Without in any way detracting from the very important work that has been undertaken by the child sexual abuse royal commission, there should be no argument whatsoever as to the necessity for a proper inquiry into institutional abuse of those with a disability, particularly having regard to the near certainty that a cohort of people with disability have been sexually abused during their life. Notwithstanding the horrifying nature of that statistic, children with a disability are at least three times more likely to experience abuse than other children—three times. Tragically, people with disability are often treated as unreliable witnesses or are not even permitted by law to provide testimony.

People with disability and their families have been campaigning for a royal commission for years. There are many cases that have described clear cases of abuse where perpetrators have never been charged and, worse, those perpetrators have been allowed to continue working with vulnerable people. We heard previously from the member for Lindsay as to those instances and as to a person contemplating their abuser or rapist looking after them.

Just as we have reacted with horror and disbelief at many of the stories that have been uncovered by the child sexual abuse royal commission, now is the time for us to face the fact that persons with disability have been abused. This abuse needs to be exposed in the same manner as the Royal Commission into Institutional Responses to Child Sexual Abuse has uncovered decades of wilful blindness to the abuse of vulnerable children. The government claims that the NDIS quality and safeguards framework will be sufficient to address these horrifying systemic issues of violence, abuse and neglect of people with disability identified in the Senate inquiry's report. 'Sufficient' is not enough, not when we know that the framework, whilst very important, will apply to only approximately 10 per cent of people with disability participating in the NDIS.

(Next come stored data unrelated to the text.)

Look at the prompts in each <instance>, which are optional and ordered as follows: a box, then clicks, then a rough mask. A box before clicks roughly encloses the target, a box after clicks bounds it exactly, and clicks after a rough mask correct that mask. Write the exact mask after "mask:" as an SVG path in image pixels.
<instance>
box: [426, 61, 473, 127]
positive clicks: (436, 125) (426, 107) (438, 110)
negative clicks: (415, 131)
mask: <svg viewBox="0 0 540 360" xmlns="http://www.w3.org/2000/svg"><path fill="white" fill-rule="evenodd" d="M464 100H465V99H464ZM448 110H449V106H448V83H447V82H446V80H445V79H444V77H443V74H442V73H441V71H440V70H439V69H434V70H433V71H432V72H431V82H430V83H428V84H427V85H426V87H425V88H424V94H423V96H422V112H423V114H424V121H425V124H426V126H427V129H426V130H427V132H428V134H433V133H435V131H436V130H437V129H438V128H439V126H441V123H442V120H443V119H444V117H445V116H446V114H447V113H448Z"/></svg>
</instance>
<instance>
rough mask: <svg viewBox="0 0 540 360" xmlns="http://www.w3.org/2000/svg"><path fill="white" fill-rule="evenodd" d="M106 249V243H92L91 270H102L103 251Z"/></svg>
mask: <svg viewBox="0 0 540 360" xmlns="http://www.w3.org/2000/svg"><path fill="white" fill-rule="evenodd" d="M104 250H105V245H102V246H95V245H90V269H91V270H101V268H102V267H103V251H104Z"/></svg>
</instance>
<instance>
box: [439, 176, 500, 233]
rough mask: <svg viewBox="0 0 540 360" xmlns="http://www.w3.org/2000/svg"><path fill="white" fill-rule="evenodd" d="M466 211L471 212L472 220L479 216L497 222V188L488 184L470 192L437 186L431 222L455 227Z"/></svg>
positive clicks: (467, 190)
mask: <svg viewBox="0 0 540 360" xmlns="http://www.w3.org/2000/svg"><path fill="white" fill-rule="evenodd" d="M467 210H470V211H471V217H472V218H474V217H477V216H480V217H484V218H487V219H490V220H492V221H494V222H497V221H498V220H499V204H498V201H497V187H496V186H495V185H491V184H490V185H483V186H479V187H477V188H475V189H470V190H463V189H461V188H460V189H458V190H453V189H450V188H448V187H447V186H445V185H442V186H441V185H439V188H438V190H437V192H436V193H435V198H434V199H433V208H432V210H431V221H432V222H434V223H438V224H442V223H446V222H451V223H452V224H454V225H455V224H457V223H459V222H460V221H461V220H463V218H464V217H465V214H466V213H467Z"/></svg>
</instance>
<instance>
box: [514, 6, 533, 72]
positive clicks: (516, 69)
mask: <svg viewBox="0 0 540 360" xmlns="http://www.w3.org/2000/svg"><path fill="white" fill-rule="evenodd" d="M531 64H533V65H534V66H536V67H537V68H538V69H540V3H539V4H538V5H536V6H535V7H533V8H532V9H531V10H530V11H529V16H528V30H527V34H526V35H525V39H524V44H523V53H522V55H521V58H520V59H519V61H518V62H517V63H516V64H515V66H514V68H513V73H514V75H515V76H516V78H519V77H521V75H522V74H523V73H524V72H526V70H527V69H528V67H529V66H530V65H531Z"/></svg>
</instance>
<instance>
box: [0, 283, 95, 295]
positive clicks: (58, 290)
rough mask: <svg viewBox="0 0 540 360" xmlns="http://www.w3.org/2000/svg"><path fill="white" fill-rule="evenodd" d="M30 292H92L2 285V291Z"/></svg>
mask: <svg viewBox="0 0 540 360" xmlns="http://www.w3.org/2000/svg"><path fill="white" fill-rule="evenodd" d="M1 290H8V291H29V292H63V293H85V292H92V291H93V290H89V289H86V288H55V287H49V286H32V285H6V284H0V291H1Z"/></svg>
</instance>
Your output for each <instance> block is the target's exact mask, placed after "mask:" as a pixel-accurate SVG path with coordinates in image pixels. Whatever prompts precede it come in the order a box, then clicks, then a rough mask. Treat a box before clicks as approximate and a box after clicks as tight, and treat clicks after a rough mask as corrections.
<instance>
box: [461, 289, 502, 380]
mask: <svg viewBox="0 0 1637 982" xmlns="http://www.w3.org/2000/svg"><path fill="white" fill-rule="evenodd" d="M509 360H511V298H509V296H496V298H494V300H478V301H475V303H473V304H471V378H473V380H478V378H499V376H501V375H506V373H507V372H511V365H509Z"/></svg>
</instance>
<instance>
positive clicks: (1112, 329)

The Senate Community Affairs References Committee inquiry into the violence, abuse and neglect of people with disability in institutional care reported in November 2015. This government took 16 months to respond and chose to rule out a royal commission. To move forward, to heal and to know that we are on the right path to providing a safe environment for the vulnerable in our community this government must, as the previous government did for children, call a royal commission into the abuse of people with disability. Nothing less will enable people with disability, their families and their carers the opportunity to tell their stories to the Australian public, to share the pain that our inaction has caused and to create the legitimate chance to seek justice. A royal commission into the abuse of people with disability is what is required. It is the only way to compel witnesses, evidence and testimony. A royal commission is the only way to give clarity for a way forward, to make recommendations to prevent future abuses of people with disability.

It gives me great heart to know that I am part of a team on this side of the House that wants to get it right and that does not want to continue to make the same mistakes that have let down people with disability. As part of a Shorten Labor government, I will be part of a team that will establish a royal commission into violence and abuse against people with disability. Australian people with disability and their families have been campaigning for a royal commission for years. I call on the government to listen, to join Labor and to establish a royal commission into the abuse of people with disability. That decision needs to be made now.